Page 100 of The Complete Navarone


  Something was happening.

  Wills checked the clip in his Schmeisser. Then he hunkered down in the black pit of shadow between a wall and a cypress tree, and waited.

  Time passed. There was only the thyme-scented breeze, and the night, and whatever devilry they were hatching on the other side of the marshes. Earlier, in his dazed wanderings, Wills had not cared whether he lived or died. He had lost his ship, and his men, and he was far, far out on the most precarious of limbs.

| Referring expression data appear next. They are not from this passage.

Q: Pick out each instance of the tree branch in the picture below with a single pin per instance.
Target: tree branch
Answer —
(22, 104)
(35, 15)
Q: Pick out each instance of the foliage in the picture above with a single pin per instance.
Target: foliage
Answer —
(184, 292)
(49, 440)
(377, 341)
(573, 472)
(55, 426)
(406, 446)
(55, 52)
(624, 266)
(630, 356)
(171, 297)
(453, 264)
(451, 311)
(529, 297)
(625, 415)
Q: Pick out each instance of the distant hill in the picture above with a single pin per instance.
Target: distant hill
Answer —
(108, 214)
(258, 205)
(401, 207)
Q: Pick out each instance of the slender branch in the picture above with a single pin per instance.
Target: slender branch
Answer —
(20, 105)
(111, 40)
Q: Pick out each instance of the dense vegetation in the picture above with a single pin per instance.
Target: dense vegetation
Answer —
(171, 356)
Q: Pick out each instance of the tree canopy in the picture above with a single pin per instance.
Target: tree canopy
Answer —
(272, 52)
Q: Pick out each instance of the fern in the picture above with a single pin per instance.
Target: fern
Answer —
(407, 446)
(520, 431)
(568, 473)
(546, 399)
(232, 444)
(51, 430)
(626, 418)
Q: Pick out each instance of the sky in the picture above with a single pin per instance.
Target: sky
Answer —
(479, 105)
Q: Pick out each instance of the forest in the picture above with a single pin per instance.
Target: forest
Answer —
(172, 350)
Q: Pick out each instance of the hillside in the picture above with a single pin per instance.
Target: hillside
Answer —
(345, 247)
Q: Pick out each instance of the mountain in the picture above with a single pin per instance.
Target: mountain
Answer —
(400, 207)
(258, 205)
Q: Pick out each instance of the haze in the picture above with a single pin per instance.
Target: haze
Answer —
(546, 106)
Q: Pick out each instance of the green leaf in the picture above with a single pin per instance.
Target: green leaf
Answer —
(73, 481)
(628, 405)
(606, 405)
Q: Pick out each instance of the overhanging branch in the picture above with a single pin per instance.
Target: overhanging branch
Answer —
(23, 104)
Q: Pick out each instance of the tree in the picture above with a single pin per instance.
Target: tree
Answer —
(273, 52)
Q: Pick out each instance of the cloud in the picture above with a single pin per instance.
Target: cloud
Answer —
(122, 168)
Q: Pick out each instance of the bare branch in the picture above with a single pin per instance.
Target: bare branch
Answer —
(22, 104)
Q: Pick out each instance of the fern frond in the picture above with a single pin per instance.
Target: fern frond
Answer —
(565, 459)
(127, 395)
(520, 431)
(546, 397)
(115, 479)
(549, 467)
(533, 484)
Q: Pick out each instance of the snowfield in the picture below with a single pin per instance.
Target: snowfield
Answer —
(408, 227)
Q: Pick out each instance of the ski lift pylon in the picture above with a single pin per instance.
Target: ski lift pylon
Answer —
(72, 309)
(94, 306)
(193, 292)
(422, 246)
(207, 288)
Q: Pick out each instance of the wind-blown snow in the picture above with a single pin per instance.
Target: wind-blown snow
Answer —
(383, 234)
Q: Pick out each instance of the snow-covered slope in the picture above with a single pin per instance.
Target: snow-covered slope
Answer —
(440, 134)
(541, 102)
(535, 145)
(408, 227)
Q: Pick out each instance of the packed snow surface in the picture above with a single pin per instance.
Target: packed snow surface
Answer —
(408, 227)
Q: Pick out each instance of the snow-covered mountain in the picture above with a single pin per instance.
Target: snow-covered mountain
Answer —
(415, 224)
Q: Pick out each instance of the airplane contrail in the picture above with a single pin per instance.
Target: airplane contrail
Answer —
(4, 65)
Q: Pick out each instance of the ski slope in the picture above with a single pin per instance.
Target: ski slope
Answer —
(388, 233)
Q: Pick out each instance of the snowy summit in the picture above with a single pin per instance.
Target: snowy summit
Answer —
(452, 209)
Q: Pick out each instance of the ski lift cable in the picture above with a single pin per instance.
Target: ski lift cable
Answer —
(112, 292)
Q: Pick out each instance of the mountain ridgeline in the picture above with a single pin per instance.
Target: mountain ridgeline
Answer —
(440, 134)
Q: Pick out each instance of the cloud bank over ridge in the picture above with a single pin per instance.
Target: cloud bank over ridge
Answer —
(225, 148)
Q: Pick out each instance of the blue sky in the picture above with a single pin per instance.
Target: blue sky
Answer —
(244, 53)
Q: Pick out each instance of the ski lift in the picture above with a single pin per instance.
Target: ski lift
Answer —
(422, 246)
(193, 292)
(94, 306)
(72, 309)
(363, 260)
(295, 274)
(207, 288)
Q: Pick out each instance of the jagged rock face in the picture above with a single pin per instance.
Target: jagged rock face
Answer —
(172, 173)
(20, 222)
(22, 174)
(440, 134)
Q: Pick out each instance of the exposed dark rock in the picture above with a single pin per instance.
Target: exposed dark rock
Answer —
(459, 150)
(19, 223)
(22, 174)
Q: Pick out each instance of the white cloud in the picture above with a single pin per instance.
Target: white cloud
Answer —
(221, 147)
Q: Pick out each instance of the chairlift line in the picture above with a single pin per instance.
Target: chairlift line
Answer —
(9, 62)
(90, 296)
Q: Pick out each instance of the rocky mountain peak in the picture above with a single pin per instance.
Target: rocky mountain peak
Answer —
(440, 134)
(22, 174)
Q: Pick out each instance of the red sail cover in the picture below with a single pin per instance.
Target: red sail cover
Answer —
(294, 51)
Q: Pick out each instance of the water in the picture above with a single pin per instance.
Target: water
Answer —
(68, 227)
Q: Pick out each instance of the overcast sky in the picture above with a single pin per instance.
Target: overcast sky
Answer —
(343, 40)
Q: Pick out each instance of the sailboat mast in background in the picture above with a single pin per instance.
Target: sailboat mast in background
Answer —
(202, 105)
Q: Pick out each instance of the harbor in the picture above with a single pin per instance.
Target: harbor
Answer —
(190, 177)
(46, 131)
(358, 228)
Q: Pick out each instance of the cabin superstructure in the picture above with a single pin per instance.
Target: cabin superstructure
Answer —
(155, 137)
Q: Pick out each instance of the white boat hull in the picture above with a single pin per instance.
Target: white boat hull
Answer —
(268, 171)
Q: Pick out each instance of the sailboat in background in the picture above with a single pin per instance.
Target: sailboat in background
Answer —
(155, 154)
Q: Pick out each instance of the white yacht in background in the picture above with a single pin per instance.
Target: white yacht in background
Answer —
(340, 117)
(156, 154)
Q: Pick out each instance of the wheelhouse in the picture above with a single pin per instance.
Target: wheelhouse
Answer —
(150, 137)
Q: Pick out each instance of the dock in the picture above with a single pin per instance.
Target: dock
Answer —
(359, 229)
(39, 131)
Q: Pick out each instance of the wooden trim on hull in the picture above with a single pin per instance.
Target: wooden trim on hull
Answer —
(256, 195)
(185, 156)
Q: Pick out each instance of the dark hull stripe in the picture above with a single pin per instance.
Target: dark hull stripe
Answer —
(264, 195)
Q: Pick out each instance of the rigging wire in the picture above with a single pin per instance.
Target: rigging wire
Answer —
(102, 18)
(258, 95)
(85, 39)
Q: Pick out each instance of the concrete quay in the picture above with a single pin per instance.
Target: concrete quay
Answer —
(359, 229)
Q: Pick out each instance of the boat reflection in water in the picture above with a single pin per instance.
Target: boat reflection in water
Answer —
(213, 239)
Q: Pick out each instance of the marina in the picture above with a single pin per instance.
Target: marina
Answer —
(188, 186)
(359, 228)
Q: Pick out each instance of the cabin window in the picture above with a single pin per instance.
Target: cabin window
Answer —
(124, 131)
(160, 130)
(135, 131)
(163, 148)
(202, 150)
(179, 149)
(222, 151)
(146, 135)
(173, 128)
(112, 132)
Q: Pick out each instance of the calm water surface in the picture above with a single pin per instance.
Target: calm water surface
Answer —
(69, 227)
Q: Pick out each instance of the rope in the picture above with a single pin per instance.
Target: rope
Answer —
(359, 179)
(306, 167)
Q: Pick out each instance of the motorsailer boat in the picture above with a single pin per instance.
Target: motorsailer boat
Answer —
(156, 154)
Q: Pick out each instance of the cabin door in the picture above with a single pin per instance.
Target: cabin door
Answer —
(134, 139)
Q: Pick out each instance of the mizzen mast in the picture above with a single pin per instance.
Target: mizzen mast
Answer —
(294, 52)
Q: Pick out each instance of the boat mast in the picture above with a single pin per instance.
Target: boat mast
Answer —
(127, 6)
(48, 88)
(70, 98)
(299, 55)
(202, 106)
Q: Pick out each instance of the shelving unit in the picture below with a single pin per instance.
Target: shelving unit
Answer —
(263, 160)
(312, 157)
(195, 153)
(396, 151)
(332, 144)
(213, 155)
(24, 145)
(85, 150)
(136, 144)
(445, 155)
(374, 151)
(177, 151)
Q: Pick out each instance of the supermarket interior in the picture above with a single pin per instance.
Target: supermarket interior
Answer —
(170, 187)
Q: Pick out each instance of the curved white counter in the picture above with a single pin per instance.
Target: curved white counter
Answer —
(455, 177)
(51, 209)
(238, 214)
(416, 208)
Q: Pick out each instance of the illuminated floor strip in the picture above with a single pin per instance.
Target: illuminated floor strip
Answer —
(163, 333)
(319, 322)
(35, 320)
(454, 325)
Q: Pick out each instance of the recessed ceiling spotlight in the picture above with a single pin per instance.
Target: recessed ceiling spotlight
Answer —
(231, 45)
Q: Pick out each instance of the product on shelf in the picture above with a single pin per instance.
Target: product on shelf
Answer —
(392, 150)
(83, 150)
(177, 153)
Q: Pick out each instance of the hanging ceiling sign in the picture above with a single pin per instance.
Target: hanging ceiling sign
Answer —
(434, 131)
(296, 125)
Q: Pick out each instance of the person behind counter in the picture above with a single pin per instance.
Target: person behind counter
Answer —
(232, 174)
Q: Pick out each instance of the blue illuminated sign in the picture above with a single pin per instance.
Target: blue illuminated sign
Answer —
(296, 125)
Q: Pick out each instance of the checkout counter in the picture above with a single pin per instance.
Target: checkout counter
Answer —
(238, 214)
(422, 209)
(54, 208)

  But since he had recovered enough to notice Clytemnestra, he was interested in living again. Of course it was never easy to work out how women thought, not if you had gone straight from Wellington to Dartmouth and then active service. But he did have the definite impression that she was not … well, averse to his company. She was a remarkable girl. A really spiffing girl –

  Something descended on his mouth like a huge, soft leather cushion. A hand. Another hand came on the nape of his neck, and his chin was lifted until it would lift no further, and it dawned on Wills in a spasm of absolute horror that these hands did not care that this was as far as the chin went, they were going to go on lifting until his neck broke, and that would be the end of him –

  ‘Hands up!’ said a voice in Greek. A woman’s voice. There was the metallic sound of a cocking lever. The hands relaxed.

  Wills fell forward on to the parapet, groping for his Schmeisser. ‘Back off,’ he said. Then, remembering, ‘Jolly boating –’

  ‘Captain Wills,’ said a voice he recognized: a soft voice that might have been a purr or a growl, there was no way of being sure. Andrea’s voice. ‘Captain Wills, you should not sit in a place where you can be seen against the sky.’

  ‘Go away,’ said the woman’s voice. Clytemnestra’s voice. ‘Leave him alone, you great stupid ox.’ She was beside Wills now, cradling his head in her hands. ‘Can’t you tell who is on your side and who isn’t? Are you blind?’

  ‘Understandable error,’ said Wills, checking that his head was still there. ‘Bit of luck you were coming out of the church, though.’

  Clytemnestra snorted. ‘Do you think I would leave you alone in the night?’ she said. ‘I have been watching you for the past two hours.’ She put an arm around his waist. ‘If you can’t look after yourself, someone else will have to.’

  Andrea cleared his throat. ‘I hate to interrupt,’ he said. ‘But tell me, how much did you know about the life and habits of your late brother?’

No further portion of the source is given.